The command line option for Windows (also for Linux) is the most convenient because it means that each can be in a shortcut. For example one shortcut might have the following (non relevant parameters skipped for clarity)...
...and a second shortcut has...
...where <password> is the appropriate password for the alts Bill Bloggs and Gertie Green. Each will run the Snowglobe viewer and login that particular avatar.
While this method works well don't forget that each viewer run on a computer will use bandwidth depending upon network and graphics settings. If you change the settings on one or more multiple copies of the viewer, it may be unpredictable which change will take. Running multiple copies of the same viewer also means that they will use and contribute to the same Texture Cache. If you have instability with a viewer, it is probably unwise to use it (singularly or multiple) on a shoot.
Regardless of how you have multiple avatars logged on, unless you have a super fast and generous bandwidth, you'll need to be aware of possible slow reaction time when using Second Life, or "lag". The causes of lag are explained on the second life wiki, at Lag 101: What is Lag and Why Does It Happen?. There are two ways that this can manifest itself - server-side (when a lot of avatars are in the one spot) and client side (the viewer end).
If you are running a full five alts and each has a maximum bandwidth setting of 10000 kbps (Kilobytes/second), then potentially that's 50000 kbps being demanded! Just how much bandwidth do you have? Try checking this using the test at BandWidth Test.

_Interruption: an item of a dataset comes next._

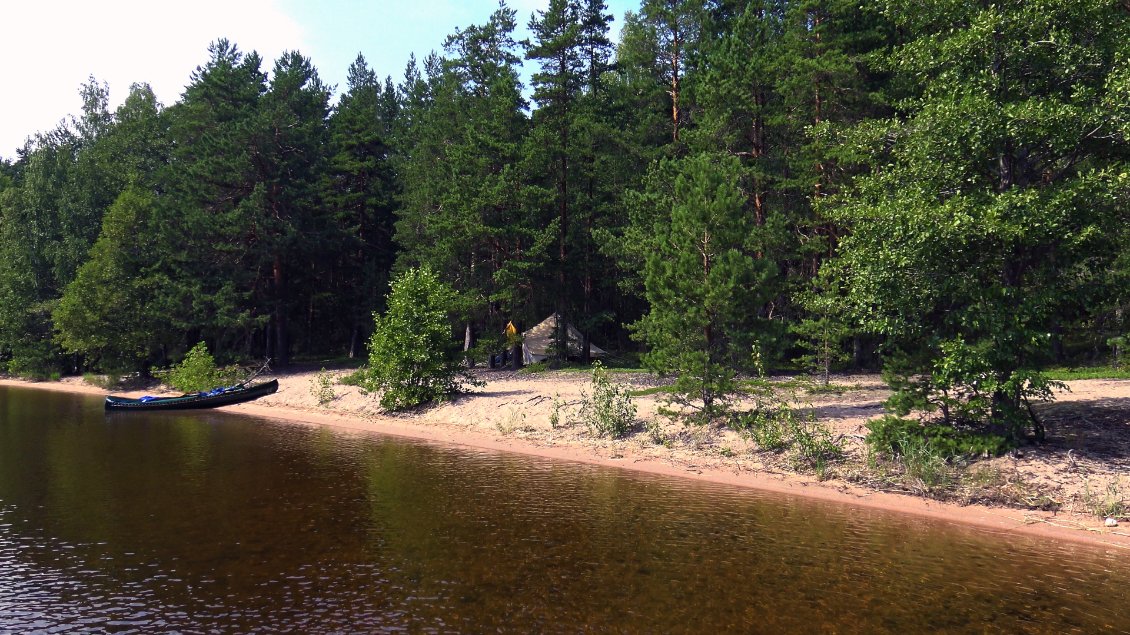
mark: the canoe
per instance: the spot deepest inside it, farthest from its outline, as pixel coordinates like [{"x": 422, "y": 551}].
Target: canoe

Here's mine the day I wrote this:
Now clearly I don't have 50000 kbps available, and yet most times I'm able to do a photoshoot without overdue frustration. In reality the settings only approximate the maximum bandwidth that the viewer will use. If you have several viewers running then they each get a portion of bandwidth. I believe (though I can't yet prove this) that this gets portioned out based on the ratio of the maximum network levels set. That being the case set the viewer that you're using to take shots with with the maximum setting, and set the others at lower levels (at least 50% of the maximum). If those other viewers are only being used to pose alts with, they don't need the highest graphic settings. Not do you need any streaming media. It's best to set the preferences for those to a low or very low setting.
Even so, in practice I've found it difficult to run more than two viewers on one computer. Often two will work fine, but three will slow or freeze. My own solution is to have multiple logins on the computers I use at home (two PCs and a laptop) but never to run more than two viewers on an y one computer. The viewer I take shots with is always my study computer, and the the media PC and laptop are set to lower bandwidth and graphics settings. Command Line Parameters are handy for some of that.
At writing (November 2016) all the comics created for Seconds have used a mix of Live and Alt avatars. There is one other option however, you can use a "Non Player Character" or NPC.An NPC is a linkset created to look like a character, and can be programmed to move about, perform gestures and do other things. NPCs are Opensim/Hypergrid only, and require particular settings in a sim in order to work.
The advantage in using NPCs is that you only need one avatar to set up a whole scene. You use that avatar to create each NPC, copying the appearance each time of the character that avatar is wearing. Each NPCs can then be moved to an appropriate location and posed with gestures for a shoot. The disadvantage is that this can be a lengthy and fiddly process, and that script usage will increase for each NPC used. For more details about NCPs. read NPC maker for OpenSim at OutWorldz.